My first track meet ever, I lined up for the 100m dash next to a guy wearing Air Force 1s, jean shorts, and an NFL jersey. All eight of us in the race had no idea how to get into the right stance, and were jumping around trying to get a jump on the starter’s gun. When the gun did go off, my man in the Air Forces did not waste any time getting to the finish line. While I was not the fastest guy, I had so much fun—just running.
After winning the county championship in the 200m dash in the eighth grade, I had the opportunity to run with a track club during the summer. Humility is something I learned quickly as I ran against the likes of Michael Grant, one of the fastest 13-year olds in the country. I also learned what it was to have good form, and to develop my own by studying other athletes.
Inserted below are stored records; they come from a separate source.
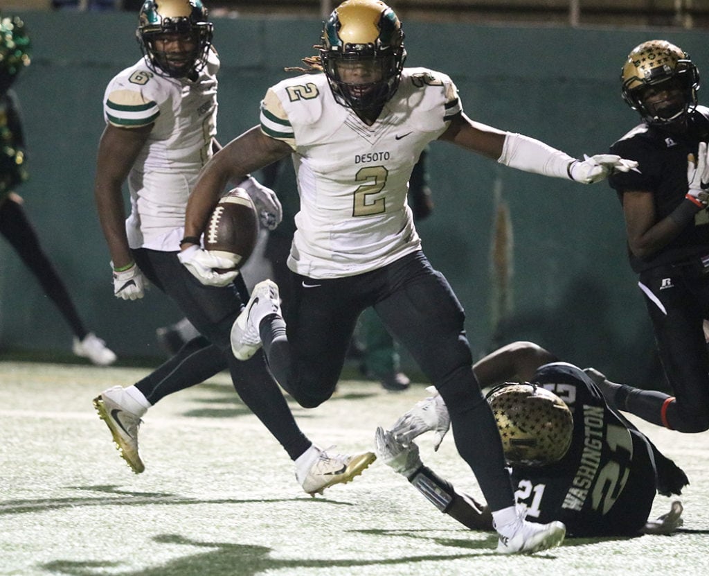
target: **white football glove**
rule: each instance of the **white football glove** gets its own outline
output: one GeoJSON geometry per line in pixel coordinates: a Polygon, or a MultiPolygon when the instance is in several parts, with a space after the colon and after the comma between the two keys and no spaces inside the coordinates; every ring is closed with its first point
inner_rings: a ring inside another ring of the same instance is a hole
{"type": "Polygon", "coordinates": [[[709,204],[709,159],[707,158],[707,143],[699,143],[697,157],[687,159],[687,182],[689,191],[684,197],[691,200],[699,208],[709,204]]]}
{"type": "Polygon", "coordinates": [[[205,286],[226,286],[239,275],[238,270],[230,270],[234,267],[231,260],[216,256],[194,245],[180,252],[177,257],[205,286]],[[217,272],[215,268],[228,272],[217,272]]]}
{"type": "Polygon", "coordinates": [[[143,275],[135,262],[127,270],[116,272],[113,270],[113,262],[111,262],[113,270],[113,295],[124,300],[137,300],[145,295],[147,280],[143,275]]]}
{"type": "Polygon", "coordinates": [[[615,154],[584,155],[584,160],[571,162],[569,175],[581,184],[594,184],[607,178],[613,172],[637,170],[637,162],[621,158],[615,154]]]}
{"type": "Polygon", "coordinates": [[[268,230],[275,230],[283,220],[283,208],[276,193],[250,176],[237,187],[242,189],[254,201],[261,226],[268,230]]]}
{"type": "Polygon", "coordinates": [[[675,500],[670,504],[669,511],[662,514],[657,520],[648,520],[641,531],[645,534],[671,534],[677,531],[677,528],[684,524],[682,512],[684,507],[679,500],[675,500]]]}
{"type": "Polygon", "coordinates": [[[390,431],[384,430],[381,426],[376,427],[374,441],[376,443],[376,455],[398,474],[409,478],[423,465],[418,455],[418,446],[415,442],[405,446],[396,441],[390,431]]]}
{"type": "Polygon", "coordinates": [[[418,402],[399,418],[392,426],[391,433],[398,442],[408,445],[424,432],[434,431],[433,450],[437,450],[450,428],[450,416],[443,399],[436,389],[429,386],[426,390],[435,393],[434,395],[418,402]]]}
In high school I became a perfectionist, studying video after video of athletes like Justin Gatlin, Dwain Chambers, Aziz Zakari, and Maurice Greene. I dreamed of dominance while watching Jesse Owens run and Bob Beamon jump. I scoured professional athlete progressions on http://www.iaaf.org. I began following other high school athletes on Dyestat and Milestat. I raved about Kelly Willie and Jeremy Wariner facing off at the 2002 Golden West Invitational, both running sub-46 in the 400m dash. Brendan Christian ran 10.20 in the same meet! I wanted that kind of speed.
I was fortunate that my football coaches in college allowed me to continue running track. Both sports taught me extremely valuable lessons. I developed a mental toughness on the track that enabled me to push through a sophomore season in which I fouled out of meets for both the indoor and outdoor seasons in the triple jump, until I set a huge personal record in the Southern Conference Championship. I developed a physical toughness on the football field that created a craving for contact.
My obsession with track and field statistics bordered ridiculous. After track meets, I would spend hours studying results from meets across the country. I kept a mental log of the progression of a number of athletes and offered my predictions for the NCAA Championships, US Championships, and World Championships whenever anyone showed interest. I am itching for the indoor track and field season to begin. I did spend some time this fall expanding my knowledge of cross country running and road racing. Look forward to comprehensive commentary on track and field at the high school, collegiate, and professional levels.